Sementara, rasakan sedikit luka
Angin timur, bawakan derita
Sampaikanlah, pada senyuman
Mengerti
Kehidupan
Sore itu adalah sore yang sama seperti sore-sore pada musim penghujan. Awan gelap memenuhi langit. Tak ada yang berkesan bagiku. Rasanya aku ingin pergi dari tempat ini. Tapi ke mana? Hh..sial, untuk apa aku bermimpi pergi dari sini. Aku sudah merasa cukup. Aku sudah puas. Tempat ini telah memberiku kehidupan dan seharusnya aku bersyukur. Tapi inilah aku, manusia biasa yang senang bermimpi. Walaupun banyak orang yang mencibirku. Lupa bahwa merekapun senang melakukannya. Awan gelap masih memenuhi langit, enggan membuka jalan untuk surya. Mendung yang sama dengan hatiku.
Lama aku menunggu. Menunggu datangnya dia. Yang sebenarnya tak akan pernah kembali. Kadang aku berpikir, untuk apa aku menunggunya. Sudah tiga tahun, tapi bagiku dia baru pergi kemarin pagi. Sepanjang perjalananku menuju kota Yogyakarta, aku melihat dirinya diantara hijaunya padi di sawah. Di antara rumah-rumah di sepanjang jalan yang aku lewati. Tapi dia tak pernah melihat ke arahku. Aku tahu dia sudah datang sejak aku memasuki wilayah Jawa bagian tengah, tapi dia tak pernah melihat ke arahku.
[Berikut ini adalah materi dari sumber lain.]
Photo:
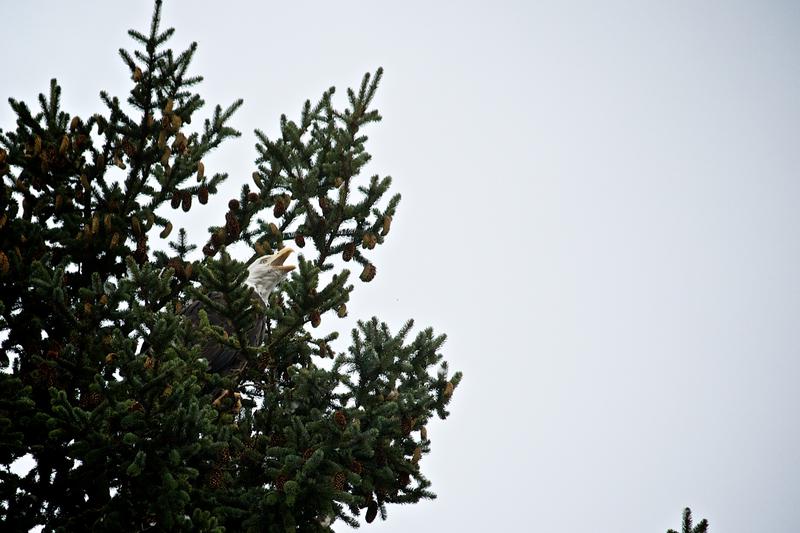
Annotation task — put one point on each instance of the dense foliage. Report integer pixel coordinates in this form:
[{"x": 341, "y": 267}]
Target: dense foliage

Saat aku tiba di penginapan, aku segera membersihkan diriku di kamar mandi kecil yang tersedia di kamar itu. Air di kamar mandi itu terasa hangat-hangat kuku saat menyentuh setiap inci kulitku yang sudah seharian tak disentuh oleh air. Penat masih melekat dan lelah yang teramat sangat memaksaku untuk beristirahat lebih cepat. Jam dua malam aku terbangun dengan sendirinya. Kalut melihat keadaanku yang tak karuan. Apa yang sebenarnya terjadi padaku? Ku coba memejamkan mata. Tapi seperti ada yang menahanku untuk terlelap. Akhirnya aku memaksakan diri bangun dari tempat pembaringan. Tak ada yang terjadi. Tapi tetap saja aku tak bisa terlelap. Entah bagaimana, jam empat pagi aku terbangun dengan posisi terduduk di sebelah ranjang. Kepalaku terasa pening dan tubuhku melemas.
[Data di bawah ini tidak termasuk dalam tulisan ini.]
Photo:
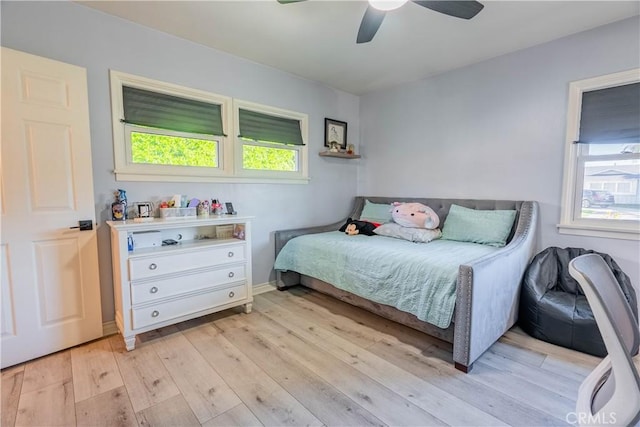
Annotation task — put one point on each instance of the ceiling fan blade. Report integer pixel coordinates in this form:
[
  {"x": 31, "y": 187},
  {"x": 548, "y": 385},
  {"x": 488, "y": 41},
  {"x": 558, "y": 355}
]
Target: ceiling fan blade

Kemarin sebelum rombongan pergi ke Malioboro, aku seperti melihatnya. Kali ini diantara meja-meja makan yang tersusun rapi di pinggir ruangan. Semerbak wangi tubuhnya memenuhi rongga hidungku. Betapa aku merindukannya. Pembawaanya yang dewasa. Setiap tutur katanya menjadi sangat berarti sekarang. Dia tahu apa yang aku sukai. Dia begitu memahamiku. Walaupun aku sering tak menghiraukan ucapannya. Aku sudah terlalu egois. Dia bahkan tak pernah mendapat sambutan hangat dariku. Hanya karena dia tidak sedarah denganku.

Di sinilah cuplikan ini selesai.